Agindo como potência legal, seus atos deixaram de ser cobertos e limitados pela lei -operam num espaço vazio que é sustentado pela lei, mas não é regulamentado pelo Estado de Direito.
Então como fica o contra-argumento "realista", segundo o qual a guerra contra o terror é suja, sim; e somos colocados em situações em que as vidas de milhares de pessoas dependem de informações que podemos arrancar de nossos prisioneiros?
Seguindo a urgência brutal do momento, devo simplesmente "fazer". Apenas dessa maneira, na própria incapacidade ou proibição de elevar o que eu fui obrigado a fazer ao nível de princípio universal, é que eu posso conservar um senso de culpa, uma consciência da inadmissibilidade do que foi feito.

Ética primitiva
De certa maneira, aqueles que não advogam a tortura diretamente, mas apenas a aceitam como tópico legítimo de debate, são mais perigosos que os que a endossam explicitamente: enquanto -pelo menos nesse momento- o endosso explícito seria chocante demais e, assim, seria rejeitado, a mera introdução da tortura como tópico legítimo de discussão nos permite cortejar a idéia e, ao mesmo tempo, conservar nossas consciências puras.
A legitimação da tortura como tópico de debates modifica o pano de fundo das premissas e opções ideológicas de maneira muito mais radical do que faz a defesa direta da tortura: ela transforma o campo inteiro, sendo que, sem essa transformação, a defesa direta da tortura continua a ser um ponto de vista idiossincrático.
A moralidade nunca é apenas uma questão de consciência individual; ela viceja apenas se for apoiada por aquilo que Hegel chamou de "espírito objetivo" ou "a substância dos valores fundamentais": o conjunto de normas não escritas que formam o pano de fundo da atividade de cada indivíduo, nos dizendo o que é aceitável e o que é inaceitável.
Por exemplo, um sinal de progresso em nossas sociedades é o fato de que não é preciso argumentar contra o estupro: está "dogmaticamente" claro para todos que o estupro é errado, e todos sentimos que até mesmo argumentar contra ele é demais.
Se alguém defendesse a legitimidade do estupro, seria um sinal lamentável se tivéssemos que argumentar contra ele -essa pessoa deveria desqualificar-se imediatamente, parecendo ridícula.
E o mesmo deveria aplicar-se à tortura.
É por isso que as maiores vítimas da tortura publicamente admitida somos todos nós, o público informado sobre isso.
Mesmo que a maioria de nós continue a se opor à tortura, todos temos consciência de que uma parte preciosa de nossa identidade coletiva foi irrecuperavelmente perdida.
Estamos no meio de um processo de corrupção moral: aqueles que estão no poder estão literalmente tentando quebrar uma parte de nossa espinha ética, desfazer e enfraquecer algo que pode ser visto como a maior conquista da civilização: o crescimento de nossa sensibilidade moral espontânea.
Em nenhum lugar isso fica mais claro do que num detalhe significativo da revelação pública da confissão de Mohammed.
Foi relatado que os agentes que o interrogaram se submeteram ao afogamento simulado e foram capazes de suportá-lo por apenas dez a 15 segundos antes de se disporem a confessar tudo e qualquer coisa, enquanto Mohammed conquistou a admiração relutante deles por ter suportado a tortura por dois minutos e meio, o tempo mais longo que eles se recordaram de ver alguém submetido a ela.
Será que temos consciência de que a última vez em que declarações desse tipo fizeram parte do discurso público foi na Idade Média, quando a tortura ainda era um espetáculo público?
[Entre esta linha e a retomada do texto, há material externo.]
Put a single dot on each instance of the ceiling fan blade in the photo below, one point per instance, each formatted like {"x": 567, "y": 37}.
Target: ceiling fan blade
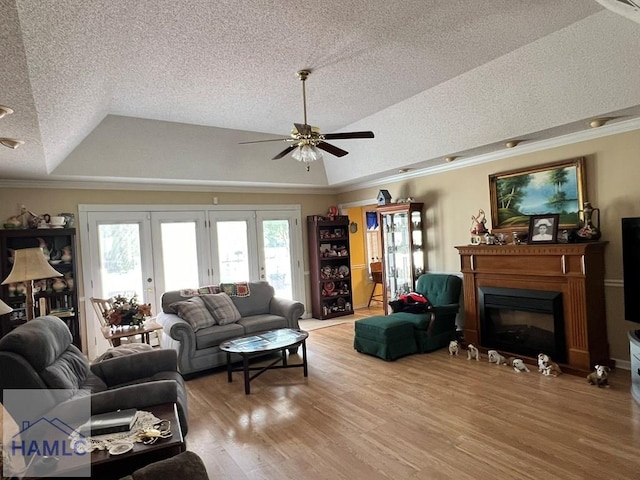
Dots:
{"x": 333, "y": 150}
{"x": 285, "y": 152}
{"x": 337, "y": 136}
{"x": 303, "y": 128}
{"x": 284, "y": 139}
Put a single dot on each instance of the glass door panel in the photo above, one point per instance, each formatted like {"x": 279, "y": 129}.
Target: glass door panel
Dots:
{"x": 280, "y": 252}
{"x": 276, "y": 252}
{"x": 180, "y": 250}
{"x": 233, "y": 251}
{"x": 234, "y": 246}
{"x": 120, "y": 260}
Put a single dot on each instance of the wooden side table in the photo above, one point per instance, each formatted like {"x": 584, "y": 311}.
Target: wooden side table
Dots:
{"x": 114, "y": 336}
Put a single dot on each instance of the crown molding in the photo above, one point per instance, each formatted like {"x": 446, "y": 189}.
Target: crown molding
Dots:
{"x": 522, "y": 149}
{"x": 91, "y": 183}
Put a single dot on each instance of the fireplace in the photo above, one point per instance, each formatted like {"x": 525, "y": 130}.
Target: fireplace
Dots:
{"x": 570, "y": 279}
{"x": 522, "y": 322}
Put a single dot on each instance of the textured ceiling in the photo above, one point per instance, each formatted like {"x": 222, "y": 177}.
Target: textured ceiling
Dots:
{"x": 163, "y": 91}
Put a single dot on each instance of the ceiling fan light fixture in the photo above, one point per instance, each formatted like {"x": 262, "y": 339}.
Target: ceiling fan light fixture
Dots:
{"x": 12, "y": 143}
{"x": 307, "y": 154}
{"x": 598, "y": 122}
{"x": 4, "y": 111}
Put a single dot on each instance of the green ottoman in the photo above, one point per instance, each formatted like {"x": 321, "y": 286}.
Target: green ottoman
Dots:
{"x": 384, "y": 337}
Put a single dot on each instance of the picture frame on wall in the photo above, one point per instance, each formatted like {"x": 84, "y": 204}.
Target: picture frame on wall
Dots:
{"x": 552, "y": 188}
{"x": 543, "y": 228}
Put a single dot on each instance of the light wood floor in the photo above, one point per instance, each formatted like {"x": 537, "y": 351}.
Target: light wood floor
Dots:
{"x": 426, "y": 416}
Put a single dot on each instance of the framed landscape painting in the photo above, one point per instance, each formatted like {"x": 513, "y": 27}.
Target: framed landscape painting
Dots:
{"x": 554, "y": 188}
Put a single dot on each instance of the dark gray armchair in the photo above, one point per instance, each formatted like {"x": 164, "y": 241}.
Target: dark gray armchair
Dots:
{"x": 186, "y": 465}
{"x": 40, "y": 355}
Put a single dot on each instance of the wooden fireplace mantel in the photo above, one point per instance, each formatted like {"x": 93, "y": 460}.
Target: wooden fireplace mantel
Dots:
{"x": 575, "y": 270}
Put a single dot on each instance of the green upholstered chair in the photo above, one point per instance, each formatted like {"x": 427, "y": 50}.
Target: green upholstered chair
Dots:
{"x": 436, "y": 328}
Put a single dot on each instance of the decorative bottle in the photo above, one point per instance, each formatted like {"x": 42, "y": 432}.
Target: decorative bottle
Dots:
{"x": 589, "y": 231}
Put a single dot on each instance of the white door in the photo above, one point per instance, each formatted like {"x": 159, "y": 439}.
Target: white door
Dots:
{"x": 180, "y": 250}
{"x": 121, "y": 263}
{"x": 233, "y": 246}
{"x": 280, "y": 262}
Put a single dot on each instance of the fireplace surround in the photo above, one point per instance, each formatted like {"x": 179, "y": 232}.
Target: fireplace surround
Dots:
{"x": 574, "y": 271}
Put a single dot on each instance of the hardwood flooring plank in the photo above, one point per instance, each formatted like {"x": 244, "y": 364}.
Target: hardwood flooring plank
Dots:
{"x": 425, "y": 416}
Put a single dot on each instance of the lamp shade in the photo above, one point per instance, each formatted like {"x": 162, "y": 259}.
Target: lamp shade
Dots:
{"x": 4, "y": 308}
{"x": 30, "y": 264}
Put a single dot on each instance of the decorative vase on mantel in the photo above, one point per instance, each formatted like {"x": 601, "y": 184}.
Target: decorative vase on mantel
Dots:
{"x": 589, "y": 231}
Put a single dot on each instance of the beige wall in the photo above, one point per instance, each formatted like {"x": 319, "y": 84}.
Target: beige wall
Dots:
{"x": 53, "y": 201}
{"x": 612, "y": 171}
{"x": 450, "y": 198}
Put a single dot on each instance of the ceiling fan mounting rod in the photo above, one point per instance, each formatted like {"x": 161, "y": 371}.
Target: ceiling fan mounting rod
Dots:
{"x": 303, "y": 75}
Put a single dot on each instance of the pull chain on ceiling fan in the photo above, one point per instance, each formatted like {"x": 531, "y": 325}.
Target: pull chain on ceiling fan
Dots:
{"x": 307, "y": 141}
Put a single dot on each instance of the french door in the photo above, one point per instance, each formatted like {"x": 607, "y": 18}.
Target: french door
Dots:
{"x": 157, "y": 249}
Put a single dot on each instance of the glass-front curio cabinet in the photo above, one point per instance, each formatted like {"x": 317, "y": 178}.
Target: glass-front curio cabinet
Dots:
{"x": 329, "y": 266}
{"x": 402, "y": 246}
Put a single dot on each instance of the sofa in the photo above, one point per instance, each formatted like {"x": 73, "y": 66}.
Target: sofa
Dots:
{"x": 184, "y": 465}
{"x": 40, "y": 354}
{"x": 195, "y": 323}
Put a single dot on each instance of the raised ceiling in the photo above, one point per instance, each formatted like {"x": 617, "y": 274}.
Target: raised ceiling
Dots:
{"x": 163, "y": 91}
Será que realmente precisamos desse tipo de ética primitiva de guerreiros?
Quando, na quinta temporada do seriado "24 Horas", ficou claro que o autor intelectual da conspiração terrorista era ninguém mais, ninguém menos que o próprio presidente dos EUA, muitos de nós aguardamos, ansiosos, para ver se o agente Jack Bauer iria aplicar também ao presidente seu procedimento-padrão no trato com terroristas que se recusam a divulgar um segredo que pode salvar as vidas de milhares.
Será que ele vai torturar o presidente? Infelizmente, os autores do seriado não arriscaram esse passo redentor.

Além da imaginação
Mas nossa imaginação pode ir mais longe ainda: e se uma parte dos procedimentos empregados para testar os candidatos à Presidência dos EUA fosse a tortura pública dos candidatos?
Por exemplo, um afogamento simulado dos candidatos realizado no gramado da Casa Branca e transmitido ao vivo para milhões de telespectadores? Serão qualificados para o cargo de líder do mundo livre apenas os candidatos capazes de resistir por mais tempo que os dois minutos e meio de Mohammed...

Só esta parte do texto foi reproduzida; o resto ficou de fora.